Monday, April 28, 2008

Answering Questions About the Superdelegate Predictions

Since I've begun generating the Superdelegate predictions, I've gotten several questions from readers about how I generate the predictions or why various things are missing from the model. For some of the questions, you might find answers in Carl Bialik's recent blog posting about this site. I've also taken a stab at three questions below...

1) What about John Edwards (or other missing superdelegates)?

We originally left out special superdelegates, like John Edwards (CORRECTION: John Edwards is NOT a superdelegate), who are in their position because they are a former president, speaker of the House, etc. The issue with these delegates is that unlike active politicians, they don't have an obvious constituency, which makes their behavior far less predictable.

If you were assume that John Edwards' constituency is the people of North Carolina, then the model would likely predict that he would support Obama (as it does for other male politicians from North Carolina). However, he is a bit of a free agent since he doesn't really have to answer to any particular group, and that makes it far more difficult to model his behavior (or that of other superdelegates like him).

CORRECTION: Thanks to Matt from the Democratic Convention Watch site for pointing out that John Edwards is NOT a superdelegate. Being a VP candidate on a losing ticket does not qualify you for a vote. Since we took our superdelegate list straight from the Democratic Convention Watch website, Edwards has never been in our dataset, so this has not affected our predictions.

2) Why is race not also included in the model? I would expect that it would have similar predictive power to sex.

When my research assistants originally collected the data for these models it was very hard to find information like race on some of the superdelegates who are not governors or members of Congress. Many of these superdelegates were not well known and google searches revealed little to us about their race or ethnicity. This remains true about at least some of the superdelegates. Therefore, we had to exclude this variable from the model. If there is a central source of information that would allow us to fill in the holes on the race of superdelegates, let me know and we will add it to the model.
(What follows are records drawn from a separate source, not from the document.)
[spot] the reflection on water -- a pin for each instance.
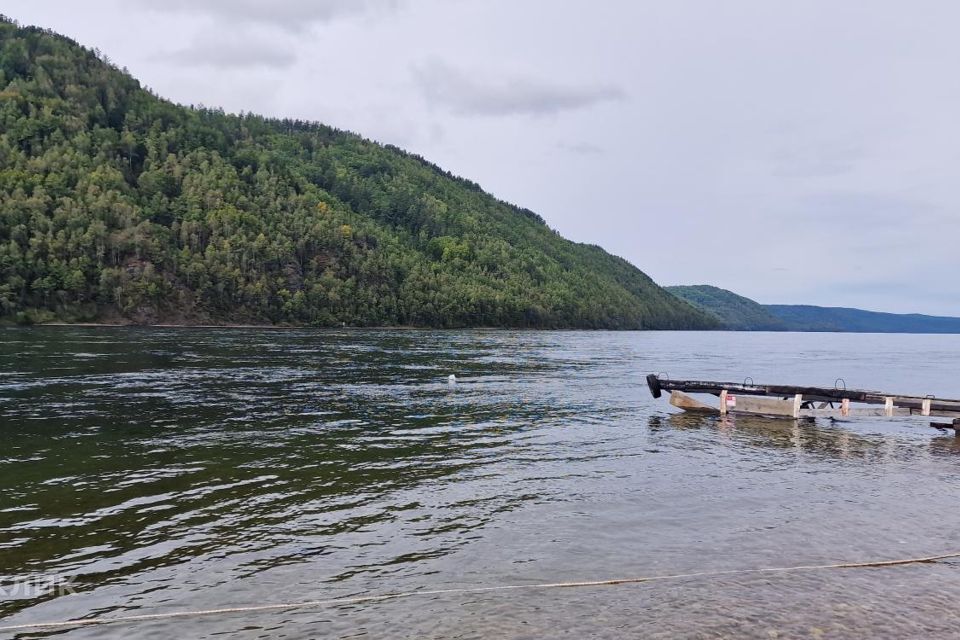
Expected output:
(178, 469)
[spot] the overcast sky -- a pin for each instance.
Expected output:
(793, 152)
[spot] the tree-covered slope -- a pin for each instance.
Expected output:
(733, 311)
(809, 318)
(118, 205)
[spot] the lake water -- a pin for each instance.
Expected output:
(178, 469)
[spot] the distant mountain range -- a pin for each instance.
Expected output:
(737, 313)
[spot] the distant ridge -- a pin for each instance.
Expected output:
(734, 311)
(743, 314)
(811, 318)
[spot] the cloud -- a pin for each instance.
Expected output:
(866, 211)
(290, 15)
(233, 55)
(464, 94)
(806, 160)
(581, 148)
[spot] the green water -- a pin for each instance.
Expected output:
(165, 470)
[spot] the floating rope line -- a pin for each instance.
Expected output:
(462, 590)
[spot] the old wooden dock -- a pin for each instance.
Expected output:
(791, 401)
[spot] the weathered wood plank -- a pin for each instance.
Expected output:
(685, 402)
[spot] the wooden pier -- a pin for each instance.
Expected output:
(789, 401)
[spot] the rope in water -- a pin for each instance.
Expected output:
(462, 590)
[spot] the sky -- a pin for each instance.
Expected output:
(793, 152)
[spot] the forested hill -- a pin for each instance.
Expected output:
(118, 205)
(735, 312)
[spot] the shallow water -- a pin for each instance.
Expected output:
(147, 471)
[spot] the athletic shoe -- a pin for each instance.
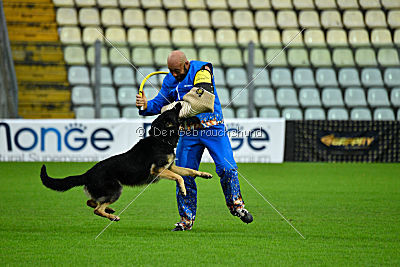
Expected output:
(181, 227)
(243, 214)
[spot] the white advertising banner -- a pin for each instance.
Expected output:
(252, 140)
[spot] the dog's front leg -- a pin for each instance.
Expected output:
(189, 172)
(167, 174)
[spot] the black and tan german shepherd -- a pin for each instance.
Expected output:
(151, 158)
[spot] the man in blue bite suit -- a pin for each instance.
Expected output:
(201, 131)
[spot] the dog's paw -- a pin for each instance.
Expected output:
(205, 175)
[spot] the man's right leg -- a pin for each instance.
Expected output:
(188, 155)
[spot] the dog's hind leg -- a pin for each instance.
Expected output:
(100, 211)
(93, 204)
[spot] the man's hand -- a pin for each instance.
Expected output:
(141, 101)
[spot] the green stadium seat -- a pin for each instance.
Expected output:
(286, 97)
(332, 97)
(133, 18)
(360, 114)
(123, 76)
(338, 114)
(269, 113)
(384, 114)
(314, 114)
(82, 95)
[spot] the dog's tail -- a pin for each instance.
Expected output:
(61, 184)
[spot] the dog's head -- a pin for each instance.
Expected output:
(166, 126)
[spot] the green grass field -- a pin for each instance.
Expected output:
(349, 214)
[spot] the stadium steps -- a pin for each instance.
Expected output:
(44, 91)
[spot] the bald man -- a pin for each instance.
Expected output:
(205, 130)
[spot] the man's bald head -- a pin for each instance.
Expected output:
(178, 64)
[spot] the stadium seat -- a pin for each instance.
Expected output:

For what it's worth, I re-ran the model with the superdelegates that I did know the race of and found that the race of the superdelegate was NOT a statistically significant predictor of who a superdelegate chose to support.

3) Does your methodology take into account the fact that a large number of pledged superdelegates made their commitments (primarily) to Clinton prior to anyone believing that there would be a viable alternative candidate?

We use a two-stage model that allows us to account first for the factors affecting whether a superdelegate has endorsed at all and then estimates which candidate that superdelegate endorsed (if he/she has endorsed). To some extent, this should pick up some of the fact that potential Clinton endorsers were more likely to have already endorsed while more potential Obama supporters may be waiting to make sure he is going to actually pull out the nomination. Nevertheless, in recent works I have begun considering a different approach, by attempting to model when superdelegates made their decisions (for example, before or after Super Tuesday) and include that as a factor in the model. I may do that in the next iteration of the predictions.

Thanks for the questions, and let me know if you have more.


Matt said...

John Edwards is not a superdelegate.

Brian Schaffner said...

Oops, you are right. I'll fix the post.

Corinne said...

Are you treating all delegates as a training set? Your prospective testing set is 4 out of 8 correctly classified.